1. Wyndham - August 12, 2006

I am much attracted to tomato-based foodstuffs but have managed to ruin about 80% of my shirts. I’ve tried tucking a napkin into my shirt collar but Veronica has whipped it off me in an embarassed fury. Actually, I’m reaching an age where a napkin stuffed under my chin is actually the slimmest chance I have of ever again making a fashion statement.

Ah, Windy Welly – is the Wizard still there?

2. BiB - August 12, 2006

Wyndham, I still have to suppress a bit of a snuffle at the thought of you not blogging. I’m trying to think what it feels like, especially as we – your fan-base – all know you are alive and well. So it doesn’t feel like you’ve gone. Does it feel like you’ve left a soap, and we can all hope you’ll be back? Perhaps. Or perhaps a bit more like a relationship, where one partner can’t see why you have to split up but the other – the Wyndham, in this case – insists it’s for the best. It’s all very sad. Makes me think you are the blogging touchstone and that, ergo, blogging has had its day.

But we shan’t despair.

Wizard? In Wellington? Is this to do with Wellywood and Harry Potter or Lord of the Rings or some other blockbuster that was filmed there?

Not fashionable at 40? Whaddaya mean? All the types that the Russian and I were trying to be in the Italian resto were well into their 40s. I’ve never understood the cult of the young. 40-something=Brad Pitt. Young=Wayne Rooney. I rest my case.

3. lukeski - August 13, 2006

I guess you could pretend you we being ironic in a postmodern way, as many of the Soho media types do. The Quo are aways a worry. My first year in halls of residence was punctuated by a very young and talented music student, who, despite his immense talent and taste in all theing classical, was obsessed by said band – it was a family tradition, he claimed, as he showed me his denim jacket with Quo badges and patches, along with his collection of other Rossi/Parfitt-relarted memorabilia. As the North say, there’s as queer as folk…

4. lukeski - August 13, 2006

Sorry, lost the ‘nowt’…

5. BiB - August 13, 2006

I’m having terrible visions of him playing a cello as Mr. Parfitt would play guitar. Did he have a mullet? And did he wear a denim jacket over his dinner suit at concerts?
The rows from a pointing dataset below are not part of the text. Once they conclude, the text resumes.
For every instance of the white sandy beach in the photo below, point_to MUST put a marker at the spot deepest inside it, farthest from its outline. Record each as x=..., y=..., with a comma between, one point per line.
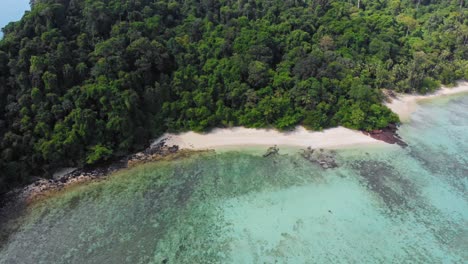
x=338, y=137
x=405, y=104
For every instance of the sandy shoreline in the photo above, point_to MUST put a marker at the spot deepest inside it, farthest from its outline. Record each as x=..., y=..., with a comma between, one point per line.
x=406, y=104
x=340, y=137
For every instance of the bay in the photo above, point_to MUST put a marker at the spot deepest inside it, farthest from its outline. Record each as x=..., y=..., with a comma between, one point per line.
x=380, y=205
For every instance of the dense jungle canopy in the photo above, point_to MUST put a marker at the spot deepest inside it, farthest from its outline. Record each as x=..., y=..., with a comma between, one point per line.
x=84, y=81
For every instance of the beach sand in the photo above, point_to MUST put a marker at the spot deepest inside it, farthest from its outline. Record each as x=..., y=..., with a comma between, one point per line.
x=339, y=137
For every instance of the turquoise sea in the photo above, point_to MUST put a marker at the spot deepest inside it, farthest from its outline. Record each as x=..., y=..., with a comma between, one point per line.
x=381, y=205
x=12, y=10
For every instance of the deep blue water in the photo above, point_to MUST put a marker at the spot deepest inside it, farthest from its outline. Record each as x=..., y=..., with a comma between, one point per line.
x=12, y=10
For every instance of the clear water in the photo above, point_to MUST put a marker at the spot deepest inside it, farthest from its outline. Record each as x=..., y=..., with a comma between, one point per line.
x=12, y=10
x=381, y=205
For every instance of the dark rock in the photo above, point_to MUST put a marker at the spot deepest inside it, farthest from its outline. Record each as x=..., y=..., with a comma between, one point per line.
x=388, y=135
x=325, y=158
x=271, y=151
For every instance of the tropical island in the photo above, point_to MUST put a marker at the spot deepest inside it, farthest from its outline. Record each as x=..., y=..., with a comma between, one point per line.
x=84, y=82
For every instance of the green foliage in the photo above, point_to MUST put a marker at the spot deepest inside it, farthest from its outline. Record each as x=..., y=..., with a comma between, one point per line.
x=98, y=153
x=88, y=80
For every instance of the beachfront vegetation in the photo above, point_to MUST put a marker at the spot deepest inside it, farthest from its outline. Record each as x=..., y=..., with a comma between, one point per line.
x=83, y=81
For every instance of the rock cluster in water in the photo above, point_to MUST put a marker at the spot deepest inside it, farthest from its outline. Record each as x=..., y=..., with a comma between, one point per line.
x=271, y=151
x=325, y=158
x=388, y=134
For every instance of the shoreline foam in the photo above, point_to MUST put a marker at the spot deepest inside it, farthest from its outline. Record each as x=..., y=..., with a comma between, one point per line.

And rock back and forth, perhaps alongside the conductor?

6. Bowleserised - August 13, 2006

BiB – you and GSE are doing my bleedin’ ‘ead in wiv all this self deprecation. The fatal thing is, you’re both funny with it. Naughty!

7. BiB - August 13, 2006

I could try to claim I WANTED to look like Francis Rossi, I suppose. I need to go and practise on my air-guitar.
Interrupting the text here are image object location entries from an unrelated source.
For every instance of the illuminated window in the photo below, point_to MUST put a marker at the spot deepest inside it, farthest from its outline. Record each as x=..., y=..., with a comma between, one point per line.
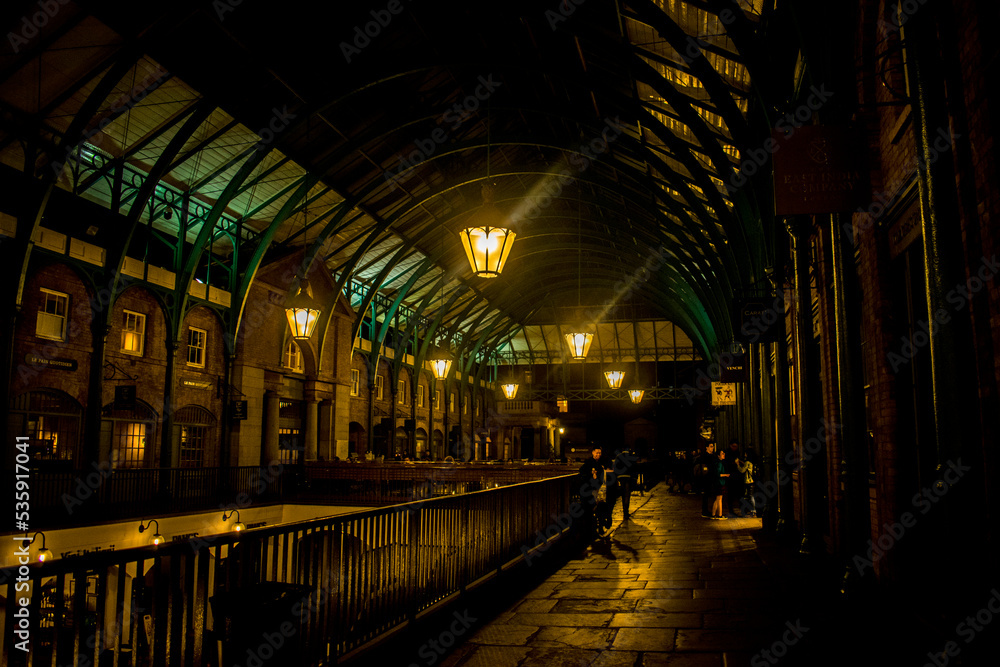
x=293, y=356
x=52, y=422
x=289, y=445
x=133, y=333
x=131, y=440
x=51, y=321
x=197, y=339
x=192, y=446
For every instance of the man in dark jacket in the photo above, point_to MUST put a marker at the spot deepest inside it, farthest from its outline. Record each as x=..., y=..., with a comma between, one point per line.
x=594, y=472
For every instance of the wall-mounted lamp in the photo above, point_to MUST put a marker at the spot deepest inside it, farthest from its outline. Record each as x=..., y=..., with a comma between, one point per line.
x=43, y=553
x=239, y=524
x=157, y=539
x=303, y=311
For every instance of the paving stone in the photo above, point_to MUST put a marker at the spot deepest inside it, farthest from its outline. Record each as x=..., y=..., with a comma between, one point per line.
x=719, y=640
x=592, y=606
x=496, y=656
x=592, y=638
x=680, y=606
x=508, y=635
x=683, y=660
x=660, y=593
x=601, y=585
x=534, y=606
x=571, y=620
x=654, y=620
x=645, y=639
x=560, y=657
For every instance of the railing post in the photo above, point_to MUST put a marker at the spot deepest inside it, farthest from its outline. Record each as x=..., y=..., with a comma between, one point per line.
x=413, y=557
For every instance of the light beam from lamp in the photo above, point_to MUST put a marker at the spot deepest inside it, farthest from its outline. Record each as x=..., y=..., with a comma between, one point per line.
x=157, y=539
x=239, y=526
x=303, y=311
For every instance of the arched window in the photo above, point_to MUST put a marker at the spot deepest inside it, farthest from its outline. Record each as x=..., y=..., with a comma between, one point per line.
x=197, y=426
x=421, y=444
x=132, y=434
x=292, y=357
x=51, y=420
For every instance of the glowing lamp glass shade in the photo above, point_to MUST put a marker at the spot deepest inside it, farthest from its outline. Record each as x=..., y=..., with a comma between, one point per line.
x=579, y=344
x=302, y=311
x=441, y=366
x=614, y=377
x=487, y=249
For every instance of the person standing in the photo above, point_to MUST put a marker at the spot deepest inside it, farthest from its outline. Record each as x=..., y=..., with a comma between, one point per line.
x=747, y=469
x=719, y=476
x=594, y=473
x=734, y=487
x=625, y=461
x=703, y=470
8. Blonde at Heart - August 14, 2006

Sonderangebot is the most beautiful word in German (and the only one I can pronounce without tripping over unpronounceable-vowels).

9. BiB - August 14, 2006

Blonde at heart, hello! We should compare language notes. I attempted a Hebrew evening class once. Gave up once I realised I was the dimmest in the group. Couldn’t tell my lamed from my dalet. Hopeless. Lovelily guttural though.
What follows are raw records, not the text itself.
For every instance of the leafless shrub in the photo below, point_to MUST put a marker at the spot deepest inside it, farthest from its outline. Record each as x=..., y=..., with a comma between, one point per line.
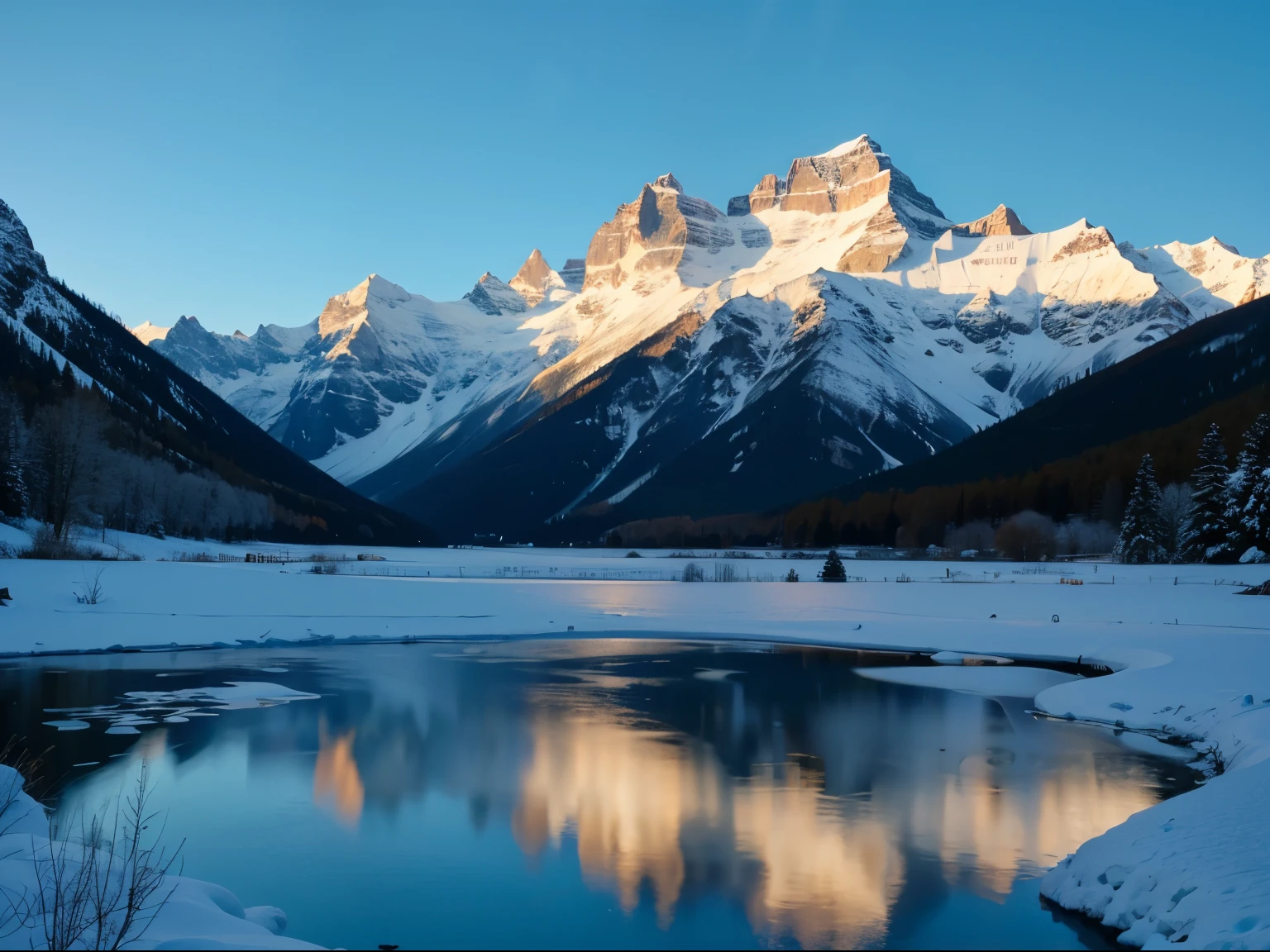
x=103, y=885
x=1028, y=537
x=1085, y=537
x=725, y=571
x=93, y=592
x=976, y=536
10. GreatSheElephant - August 14, 2006

You don’t have Quo hair though Bib which is a very good thing.

I saw Rick Parfitt on a train once.

11. BiB - August 14, 2006

Did you say, “Love the songs, Rick, but the mullet’s got to go”? Or just admire the mullet from afar?

I think the new item is ruined for me already. It might have to go back to the shop, or to Humana. The association is just TOO strong.

12. Blonde at Heart - August 15, 2006

Well, at least you tried, and I am sure Bren will tell you it is a really hard language to learn. I feel partly blameful he never tried to learn it again. I kept laughing at his silly mistakes.

Really nice post on Bren’s blog.

13. BiB - August 15, 2006

BAH, thank you. I enjoyed the class, actually. And I’ve enjoyed mystifying the occasional Israeli tourist here with a bavakasha here and there.

14. BiB - August 16, 2006

I think it’s a post-Wyndham backlash. I’m feeling very anti-blog at the moment because everyone else seems to be too. But I’m sure it’s just a lull. Plus it’s been non-stop guests here, and more arrive this weekend. Plus I’m even doing a bit of work. But my tiny brain is all the while ferreting away, thinking what could possibly provide blog-meat. I’ve half-thought of blogging about the religious Muslim homosexual visiting this weekend. We’ll dash off to buy halal meat tomorrow or Friday, will make sure not to get alcohol anywhere near his section of the table… and yet, and yet, he lives with a man, and, presumably, does all those naughty things that homosexuals do. I do love religious people’s loopholes.

15. chendaberry - August 16, 2006

bib, we have to have a serious talk. since wyndham’s sad demise, i find myself visiting your blog twice as frequently as before and to my horror keep finding that THERE’S NO NEW POST when i want one. you’re going to have to pull up your socks here, otherwise i’ll find myself doing twice as much work as i actually want to. and that would never do. do you have anything to say for yourself, boy?

16. chendaberry - August 16, 2006

that sounds like a good start. madame b and i can contribute a roman catholic, lesbian friend. i’m guessing the same applies.. although now that i inadvertantly watched ‘the l word’ last night on pro 7, suddenly all my myths about lesbians have imploded. now i know they all are f***ing gorgeous, wear spikey heels, drive convertibles and go to the same hairdresser. the only myth remaining firmly in place is that they were all wearing tank tops. all the time.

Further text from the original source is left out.